Jim sent everyone but his command staff off to have fun in complete violation of the minimum standards set for even a skeleton crew. From there it was simple enough – a manufactured disaster, the need to break orbit and warp the ship away from all inhabited worlds (and their scanning arrays), an explosion that vaporized everything for a parsec – and just like that, they had the whole ship to themselves. Without orders to contend with, they explored were they wanted to, interfered when conscience demanded it and basically pulled off the same crisis-busting miracles they'd become known for, but quietly and without the reports, the medals or the demands to accept promotions.

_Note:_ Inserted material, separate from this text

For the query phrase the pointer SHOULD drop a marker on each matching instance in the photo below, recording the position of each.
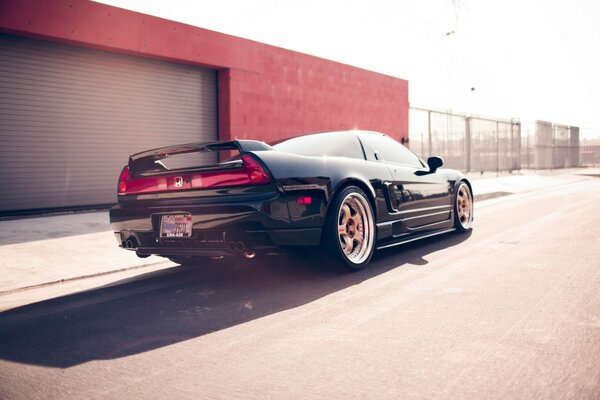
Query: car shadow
(168, 306)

Bones and Jim never strayed from their wedding vows. Neither did Nyota or Spock. Pavel, Hikaru, Scotty and Gaila got a bit more creative, each claiming their own quarters, but one never knew which two rooms might be unoccupied on a given night. Finally Scotty set up a room with a bed big enough to sleep four. Jim rolled his eyes and said he didn't want to know, even as he laughed and enjoyed the antics of his crazy family.

And one little thing righted itself. Nyota started it one night about a month after they'd finished with Mars. The eight of them were having dinner, when she announced she'd never liked the nickname 'Bones,' but had settled for it because 'Leonard' hadn't suited him. "I'm going to call you John," she said. With that Leonard McCoy became as much a part of his title as Doctor, while his true friends resurrected his real name. A private thing, as their first names had always been. And he found he liked it, and he rapidly grew irritated when anyone called him Bones. With one exception. Yes, one little thing corrected itself, as this timeline merged with the other, and Jim became the only person he let call him Bones.

end

Notes:

John and Sam's tale of a rift is a nod to the actual storyline of the game the movie was based on.

Also, one added note, there really were 8 vials -- including the one Sam used on John -- in the film. I freeze framed them and counted.